Un’operazione può assegnarsi un nome con ref; un’operazione successiva può inserire { $ref: "<name>.<field>" } ovunque sia ammesso un valore, anche come id e a qualsiasi livello di annidamento all’interno di values. Si risolve in quel campo della riga scritta dall’operazione indicata.

È questo il motivo per cui il metodo esiste anziché ricorrere a un ciclo su createMany: la chiave esterna dell’elemento figlio non esiste finché l’elemento genitore non viene inserito, quindi le due operazioni dovrebbero essere richieste separate — e richieste separate possono riuscire a metà. Il ripristino da tale situazione (rileggere, determinare quale metà sia stata applicata, annullarla) è codice che nessuno vuole scrivere.

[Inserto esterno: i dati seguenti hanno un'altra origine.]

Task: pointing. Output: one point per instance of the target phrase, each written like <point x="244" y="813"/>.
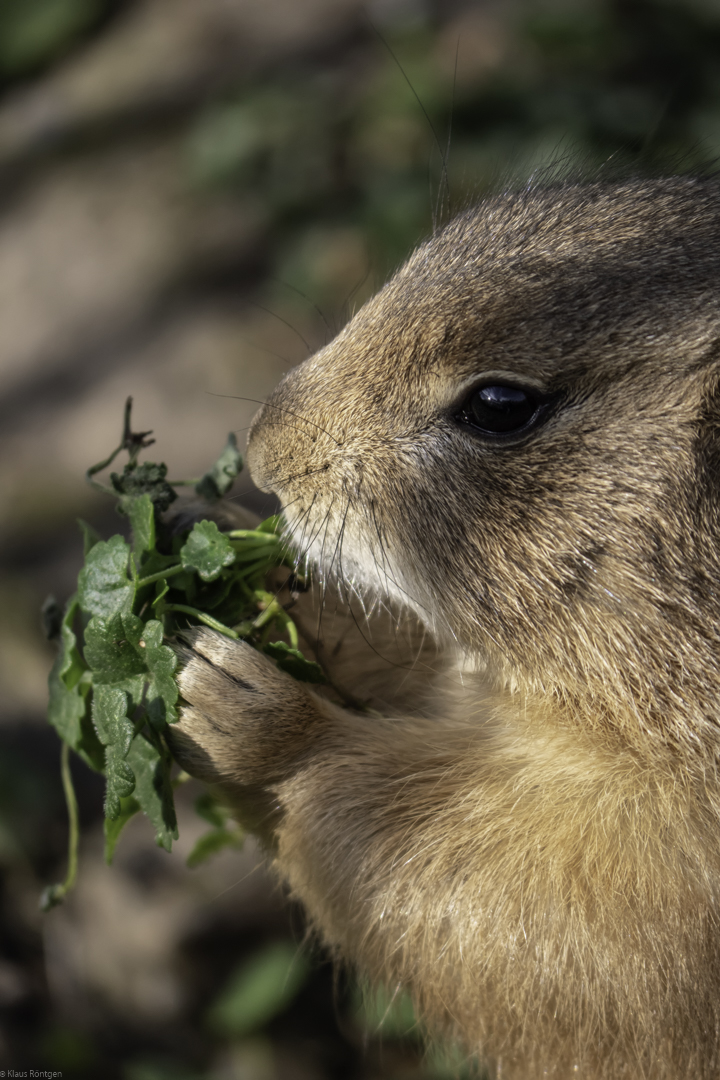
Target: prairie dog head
<point x="518" y="439"/>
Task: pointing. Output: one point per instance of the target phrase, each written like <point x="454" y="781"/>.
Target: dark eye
<point x="500" y="409"/>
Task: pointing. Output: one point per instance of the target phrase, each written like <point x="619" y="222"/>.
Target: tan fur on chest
<point x="529" y="842"/>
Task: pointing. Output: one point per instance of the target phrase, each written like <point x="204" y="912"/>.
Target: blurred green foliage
<point x="361" y="157"/>
<point x="34" y="32"/>
<point x="260" y="988"/>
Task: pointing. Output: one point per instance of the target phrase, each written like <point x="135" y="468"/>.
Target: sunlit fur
<point x="534" y="853"/>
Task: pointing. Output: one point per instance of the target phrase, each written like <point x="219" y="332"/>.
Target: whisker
<point x="284" y="321"/>
<point x="311" y="302"/>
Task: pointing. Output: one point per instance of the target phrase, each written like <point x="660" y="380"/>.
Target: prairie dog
<point x="517" y="442"/>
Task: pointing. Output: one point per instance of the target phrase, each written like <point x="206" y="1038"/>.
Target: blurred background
<point x="194" y="194"/>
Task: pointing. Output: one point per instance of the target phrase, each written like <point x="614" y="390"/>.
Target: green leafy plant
<point x="112" y="688"/>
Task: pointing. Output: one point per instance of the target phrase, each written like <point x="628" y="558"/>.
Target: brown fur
<point x="534" y="853"/>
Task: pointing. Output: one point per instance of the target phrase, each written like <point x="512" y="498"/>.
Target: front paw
<point x="243" y="721"/>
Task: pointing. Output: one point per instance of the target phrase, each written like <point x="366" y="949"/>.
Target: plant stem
<point x="56" y="893"/>
<point x="207" y="619"/>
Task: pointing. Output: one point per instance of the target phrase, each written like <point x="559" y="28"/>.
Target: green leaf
<point x="207" y="551"/>
<point x="291" y="661"/>
<point x="114" y="730"/>
<point x="148" y="478"/>
<point x="67" y="697"/>
<point x="111" y="648"/>
<point x="104" y="586"/>
<point x="141" y="515"/>
<point x="219" y="480"/>
<point x="261" y="987"/>
<point x="151" y="765"/>
<point x="211" y="842"/>
<point x="162" y="691"/>
<point x="127" y="653"/>
<point x="128" y="807"/>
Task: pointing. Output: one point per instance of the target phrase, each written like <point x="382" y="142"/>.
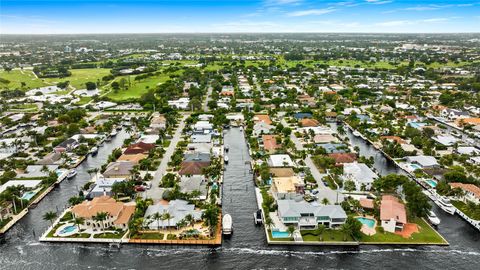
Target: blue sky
<point x="192" y="16"/>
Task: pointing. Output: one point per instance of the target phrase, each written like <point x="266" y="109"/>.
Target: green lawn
<point x="157" y="236"/>
<point x="16" y="77"/>
<point x="80" y="76"/>
<point x="327" y="236"/>
<point x="426" y="235"/>
<point x="463" y="207"/>
<point x="138" y="88"/>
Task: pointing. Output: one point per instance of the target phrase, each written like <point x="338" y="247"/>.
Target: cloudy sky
<point x="192" y="16"/>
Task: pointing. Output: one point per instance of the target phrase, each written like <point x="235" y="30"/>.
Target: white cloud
<point x="310" y="12"/>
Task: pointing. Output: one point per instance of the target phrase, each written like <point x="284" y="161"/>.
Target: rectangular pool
<point x="279" y="234"/>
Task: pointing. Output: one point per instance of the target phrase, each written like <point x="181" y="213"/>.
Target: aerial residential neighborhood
<point x="233" y="149"/>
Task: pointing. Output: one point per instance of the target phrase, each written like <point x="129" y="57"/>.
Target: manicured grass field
<point x="16" y="77"/>
<point x="327" y="236"/>
<point x="426" y="235"/>
<point x="80" y="76"/>
<point x="138" y="88"/>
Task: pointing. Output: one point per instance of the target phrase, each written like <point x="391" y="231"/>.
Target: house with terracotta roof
<point x="118" y="213"/>
<point x="262" y="118"/>
<point x="134" y="158"/>
<point x="341" y="158"/>
<point x="472" y="192"/>
<point x="118" y="169"/>
<point x="270" y="144"/>
<point x="392" y="214"/>
<point x="139" y="148"/>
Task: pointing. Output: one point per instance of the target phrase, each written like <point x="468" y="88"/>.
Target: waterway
<point x="246" y="249"/>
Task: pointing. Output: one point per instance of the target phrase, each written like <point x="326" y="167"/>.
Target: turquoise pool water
<point x="367" y="221"/>
<point x="279" y="234"/>
<point x="28" y="195"/>
<point x="431" y="182"/>
<point x="68" y="229"/>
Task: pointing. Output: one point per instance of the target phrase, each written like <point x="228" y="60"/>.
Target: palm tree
<point x="50" y="216"/>
<point x="78" y="221"/>
<point x="320" y="230"/>
<point x="157" y="216"/>
<point x="101" y="217"/>
<point x="290" y="230"/>
<point x="190" y="220"/>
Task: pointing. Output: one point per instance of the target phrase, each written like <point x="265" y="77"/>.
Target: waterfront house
<point x="194" y="163"/>
<point x="270" y="144"/>
<point x="287" y="187"/>
<point x="360" y="174"/>
<point x="178" y="210"/>
<point x="139" y="148"/>
<point x="66" y="146"/>
<point x="280" y="161"/>
<point x="119" y="169"/>
<point x="262" y="128"/>
<point x="188" y="184"/>
<point x="119" y="214"/>
<point x="423" y="161"/>
<point x="472" y="192"/>
<point x="392" y="214"/>
<point x="6" y="210"/>
<point x="304" y="215"/>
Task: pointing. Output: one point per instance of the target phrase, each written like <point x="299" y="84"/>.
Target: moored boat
<point x="71" y="174"/>
<point x="445" y="204"/>
<point x="433" y="219"/>
<point x="227" y="224"/>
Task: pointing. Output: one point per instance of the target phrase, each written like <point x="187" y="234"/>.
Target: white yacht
<point x="433" y="219"/>
<point x="445" y="204"/>
<point x="227" y="224"/>
<point x="71" y="174"/>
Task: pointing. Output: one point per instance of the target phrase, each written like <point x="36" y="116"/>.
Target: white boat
<point x="71" y="174"/>
<point x="445" y="204"/>
<point x="227" y="224"/>
<point x="257" y="217"/>
<point x="433" y="219"/>
<point x="429" y="194"/>
<point x="94" y="150"/>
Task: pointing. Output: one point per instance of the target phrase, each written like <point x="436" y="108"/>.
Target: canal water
<point x="246" y="249"/>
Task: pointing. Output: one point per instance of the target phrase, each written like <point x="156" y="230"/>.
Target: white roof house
<point x="360" y="174"/>
<point x="280" y="161"/>
<point x="424" y="161"/>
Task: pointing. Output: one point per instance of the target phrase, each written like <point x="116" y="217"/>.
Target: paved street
<point x="156" y="192"/>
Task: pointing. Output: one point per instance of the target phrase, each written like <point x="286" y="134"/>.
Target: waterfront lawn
<point x="4" y="222"/>
<point x="270" y="237"/>
<point x="426" y="235"/>
<point x="463" y="207"/>
<point x="80" y="76"/>
<point x="16" y="77"/>
<point x="149" y="236"/>
<point x="327" y="236"/>
<point x="117" y="235"/>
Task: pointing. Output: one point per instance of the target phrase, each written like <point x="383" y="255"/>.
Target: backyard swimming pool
<point x="279" y="234"/>
<point x="431" y="182"/>
<point x="28" y="195"/>
<point x="367" y="221"/>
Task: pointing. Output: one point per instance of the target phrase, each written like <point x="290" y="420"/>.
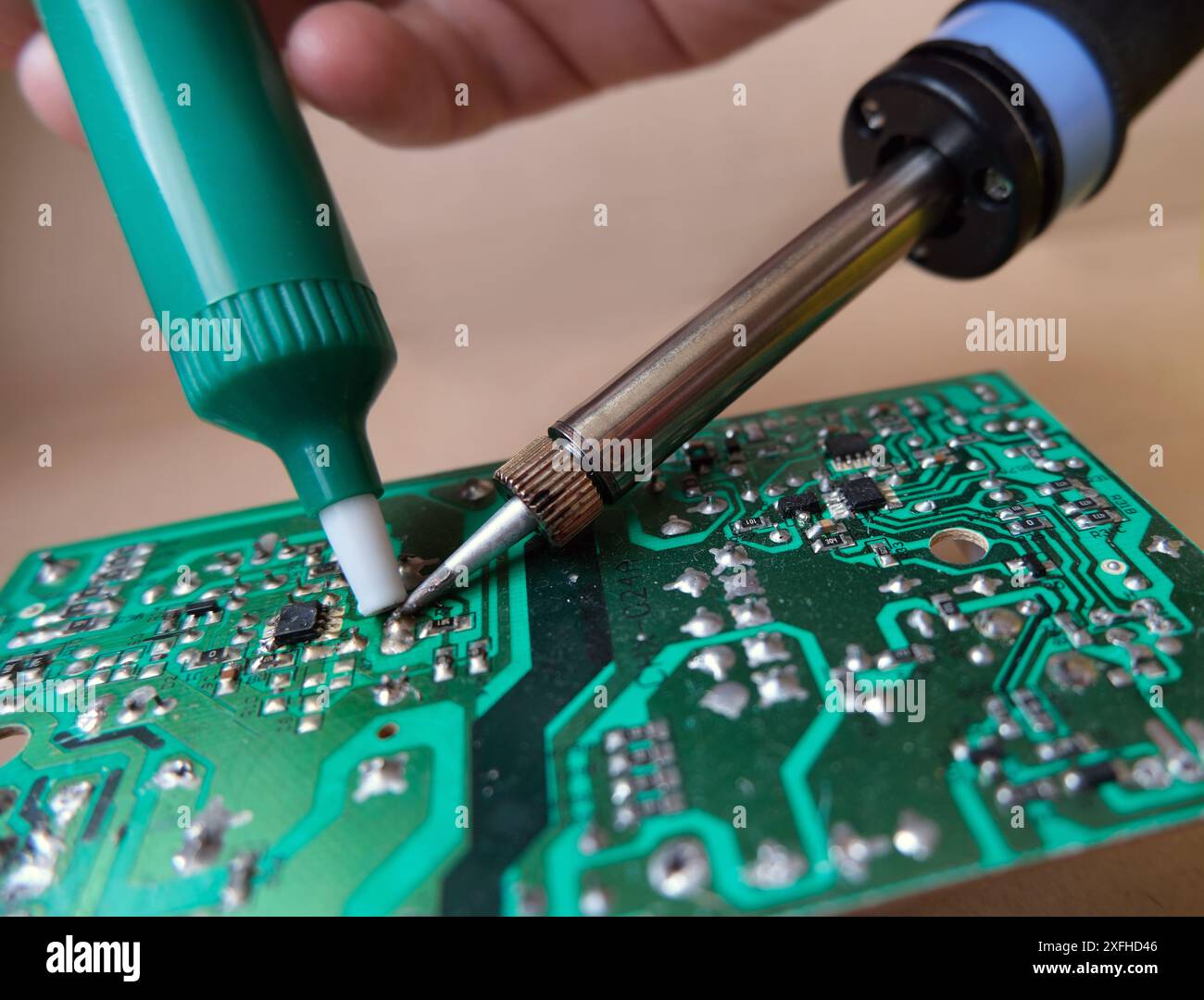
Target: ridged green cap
<point x="229" y="217"/>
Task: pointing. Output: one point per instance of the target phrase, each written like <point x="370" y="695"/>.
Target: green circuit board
<point x="830" y="655"/>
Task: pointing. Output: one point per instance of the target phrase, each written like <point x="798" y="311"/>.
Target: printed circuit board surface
<point x="829" y="655"/>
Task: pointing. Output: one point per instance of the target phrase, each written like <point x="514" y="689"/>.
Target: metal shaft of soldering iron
<point x="691" y="376"/>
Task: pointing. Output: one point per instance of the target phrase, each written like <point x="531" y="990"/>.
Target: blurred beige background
<point x="497" y="233"/>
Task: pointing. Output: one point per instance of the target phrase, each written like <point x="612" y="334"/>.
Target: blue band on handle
<point x="1066" y="79"/>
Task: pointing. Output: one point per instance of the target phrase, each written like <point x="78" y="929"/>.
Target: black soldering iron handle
<point x="1030" y="101"/>
<point x="1139" y="44"/>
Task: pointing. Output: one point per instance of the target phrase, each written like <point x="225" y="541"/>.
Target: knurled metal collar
<point x="554" y="489"/>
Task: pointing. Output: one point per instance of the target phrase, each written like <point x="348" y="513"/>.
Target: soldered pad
<point x="684" y="711"/>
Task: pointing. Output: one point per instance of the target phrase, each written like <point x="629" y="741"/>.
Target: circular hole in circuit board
<point x="13" y="739"/>
<point x="959" y="546"/>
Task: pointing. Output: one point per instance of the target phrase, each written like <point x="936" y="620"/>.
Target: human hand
<point x="390" y="69"/>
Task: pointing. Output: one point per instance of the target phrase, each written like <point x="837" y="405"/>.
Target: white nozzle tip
<point x="360" y="539"/>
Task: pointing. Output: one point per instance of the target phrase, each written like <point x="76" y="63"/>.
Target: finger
<point x="41" y="81"/>
<point x="395" y="76"/>
<point x="17" y="24"/>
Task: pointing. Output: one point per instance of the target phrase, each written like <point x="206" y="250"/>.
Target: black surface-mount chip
<point x="297" y="622"/>
<point x="806" y="502"/>
<point x="843" y="445"/>
<point x="861" y="494"/>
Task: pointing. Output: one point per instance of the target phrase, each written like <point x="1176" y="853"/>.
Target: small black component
<point x="701" y="455"/>
<point x="1035" y="565"/>
<point x="79" y="625"/>
<point x="861" y="494"/>
<point x="842" y="445"/>
<point x="324" y="569"/>
<point x="1100" y="773"/>
<point x="297" y="622"/>
<point x="199" y="607"/>
<point x="991" y="749"/>
<point x="806" y="502"/>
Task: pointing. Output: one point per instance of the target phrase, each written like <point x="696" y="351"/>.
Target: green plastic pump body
<point x="230" y="218"/>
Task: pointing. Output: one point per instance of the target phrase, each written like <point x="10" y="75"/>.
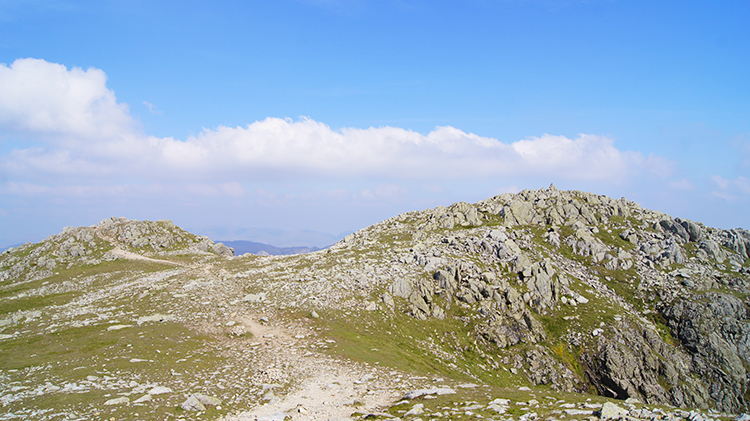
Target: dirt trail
<point x="124" y="254"/>
<point x="325" y="387"/>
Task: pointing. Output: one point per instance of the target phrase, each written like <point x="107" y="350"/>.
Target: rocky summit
<point x="541" y="305"/>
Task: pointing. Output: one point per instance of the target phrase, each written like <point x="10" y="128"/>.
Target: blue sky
<point x="334" y="114"/>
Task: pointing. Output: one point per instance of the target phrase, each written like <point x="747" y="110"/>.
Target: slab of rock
<point x="158" y="390"/>
<point x="207" y="400"/>
<point x="117" y="401"/>
<point x="192" y="404"/>
<point x="432" y="391"/>
<point x="155" y="318"/>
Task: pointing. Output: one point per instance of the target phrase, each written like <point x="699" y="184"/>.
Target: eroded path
<point x="322" y="387"/>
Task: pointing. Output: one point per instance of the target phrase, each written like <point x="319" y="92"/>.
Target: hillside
<point x="545" y="304"/>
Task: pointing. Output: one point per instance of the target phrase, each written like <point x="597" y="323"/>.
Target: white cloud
<point x="731" y="190"/>
<point x="683" y="185"/>
<point x="47" y="98"/>
<point x="84" y="132"/>
<point x="151" y="108"/>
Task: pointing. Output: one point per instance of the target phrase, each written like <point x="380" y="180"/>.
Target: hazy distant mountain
<point x="540" y="301"/>
<point x="242" y="247"/>
<point x="276" y="237"/>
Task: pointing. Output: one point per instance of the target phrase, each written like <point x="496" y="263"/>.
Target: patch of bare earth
<point x="320" y="386"/>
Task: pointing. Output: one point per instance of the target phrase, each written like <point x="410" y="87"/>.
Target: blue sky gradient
<point x="327" y="114"/>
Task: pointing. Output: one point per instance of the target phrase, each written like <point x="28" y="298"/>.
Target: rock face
<point x="572" y="290"/>
<point x="661" y="307"/>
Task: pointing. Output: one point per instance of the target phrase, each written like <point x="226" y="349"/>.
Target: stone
<point x="402" y="288"/>
<point x="417" y="409"/>
<point x="117" y="401"/>
<point x="159" y="390"/>
<point x="432" y="391"/>
<point x="143" y="399"/>
<point x="155" y="318"/>
<point x="611" y="411"/>
<point x="207" y="400"/>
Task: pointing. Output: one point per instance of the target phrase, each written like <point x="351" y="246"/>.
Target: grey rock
<point x="192" y="404"/>
<point x="207" y="400"/>
<point x="611" y="411"/>
<point x="431" y="391"/>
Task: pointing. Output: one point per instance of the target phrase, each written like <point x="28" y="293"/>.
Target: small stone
<point x="610" y="410"/>
<point x="192" y="404"/>
<point x="158" y="390"/>
<point x="117" y="401"/>
<point x="417" y="409"/>
<point x="207" y="400"/>
<point x="142" y="399"/>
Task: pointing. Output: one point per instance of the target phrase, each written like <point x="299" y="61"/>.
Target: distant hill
<point x="275" y="236"/>
<point x="569" y="304"/>
<point x="242" y="247"/>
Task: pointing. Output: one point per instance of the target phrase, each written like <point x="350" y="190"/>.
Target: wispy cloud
<point x="151" y="108"/>
<point x="731" y="190"/>
<point x="82" y="131"/>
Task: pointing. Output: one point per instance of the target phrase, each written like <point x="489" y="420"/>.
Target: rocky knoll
<point x="544" y="304"/>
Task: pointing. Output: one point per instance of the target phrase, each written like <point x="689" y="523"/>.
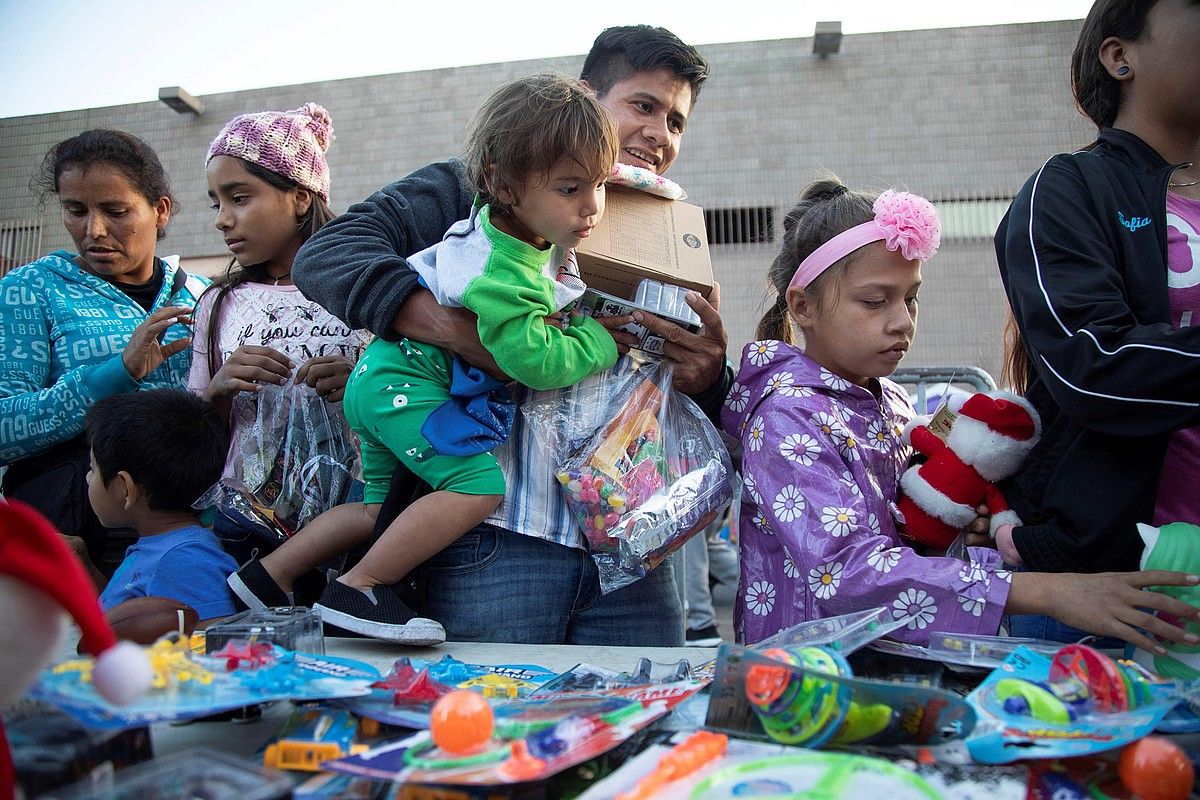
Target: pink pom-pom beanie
<point x="289" y="143"/>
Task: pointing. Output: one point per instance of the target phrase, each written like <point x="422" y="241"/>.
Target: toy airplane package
<point x="743" y="769"/>
<point x="406" y="695"/>
<point x="1075" y="703"/>
<point x="807" y="696"/>
<point x="189" y="685"/>
<point x="533" y="739"/>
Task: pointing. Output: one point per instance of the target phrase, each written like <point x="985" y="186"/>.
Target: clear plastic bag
<point x="642" y="469"/>
<point x="298" y="461"/>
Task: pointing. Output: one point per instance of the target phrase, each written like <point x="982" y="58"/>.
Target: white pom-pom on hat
<point x="34" y="553"/>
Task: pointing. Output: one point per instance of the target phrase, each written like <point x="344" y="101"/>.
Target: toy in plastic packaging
<point x="748" y="769"/>
<point x="197" y="773"/>
<point x="807" y="696"/>
<point x="291" y="627"/>
<point x="189" y="685"/>
<point x="648" y="476"/>
<point x="469" y="745"/>
<point x="844" y="633"/>
<point x="1075" y="703"/>
<point x="297" y="461"/>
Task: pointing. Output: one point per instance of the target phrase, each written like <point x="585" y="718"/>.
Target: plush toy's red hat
<point x="1008" y="416"/>
<point x="34" y="553"/>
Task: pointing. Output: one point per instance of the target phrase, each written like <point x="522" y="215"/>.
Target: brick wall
<point x="954" y="114"/>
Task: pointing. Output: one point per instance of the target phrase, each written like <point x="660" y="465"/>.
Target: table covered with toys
<point x="263" y="705"/>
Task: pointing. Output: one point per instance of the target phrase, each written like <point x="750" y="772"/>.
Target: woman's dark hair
<point x="136" y="160"/>
<point x="826" y="209"/>
<point x="1097" y="92"/>
<point x="312" y="221"/>
<point x="1017" y="370"/>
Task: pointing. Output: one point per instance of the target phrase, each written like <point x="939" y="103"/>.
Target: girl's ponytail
<point x="775" y="324"/>
<point x="826" y="209"/>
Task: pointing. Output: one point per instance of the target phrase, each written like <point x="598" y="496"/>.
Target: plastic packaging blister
<point x="844" y="633"/>
<point x="648" y="475"/>
<point x="1075" y="703"/>
<point x="298" y="461"/>
<point x="808" y="697"/>
<point x="291" y="627"/>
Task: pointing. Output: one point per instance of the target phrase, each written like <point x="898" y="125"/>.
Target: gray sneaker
<point x="379" y="614"/>
<point x="256" y="588"/>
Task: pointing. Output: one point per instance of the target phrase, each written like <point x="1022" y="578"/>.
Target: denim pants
<point x="496" y="585"/>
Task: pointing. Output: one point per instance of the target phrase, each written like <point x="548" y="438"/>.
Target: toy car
<point x="313" y="735"/>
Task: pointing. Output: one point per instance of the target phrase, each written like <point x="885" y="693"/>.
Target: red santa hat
<point x="1003" y="414"/>
<point x="994" y="432"/>
<point x="33" y="553"/>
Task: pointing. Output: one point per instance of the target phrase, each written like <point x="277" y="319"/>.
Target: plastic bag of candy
<point x="297" y="461"/>
<point x="652" y="473"/>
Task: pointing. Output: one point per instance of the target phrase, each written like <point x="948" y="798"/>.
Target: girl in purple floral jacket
<point x="821" y="429"/>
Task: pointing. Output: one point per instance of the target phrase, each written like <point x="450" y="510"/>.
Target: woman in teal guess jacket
<point x="109" y="318"/>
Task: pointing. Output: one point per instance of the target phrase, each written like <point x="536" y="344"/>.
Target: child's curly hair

Vengono risolti soltanto i riferimenti all’indietro. Un riferimento in avanti viene rifiutato prima che la transazione si apra, insieme a collezioni sconosciute, campi sconosciuti, operazioni illegali sui campi e target di conflitto non validi — poiché rilevare un errore all’operazione 40 comporterebbe altrimenti il rollback delle 39 scritture precedenti.

Si applica lo stesso limite di 1000 operazioni delle scritture bulk, per la medesima ragione: un batch trattiene i propri lock per l’intera durata della transazione. Un update o delete che fa riferimento a una riga inesistente fa fallire l’intero batch con un 404. Un backend il cui driver non può garantire l’atomicità risponde con BATCH_UNSUPPORTED anziché iterare in loop.

idempotencyKey e returning funzionano esattamente come per qualsiasi altra operazione di scrittura.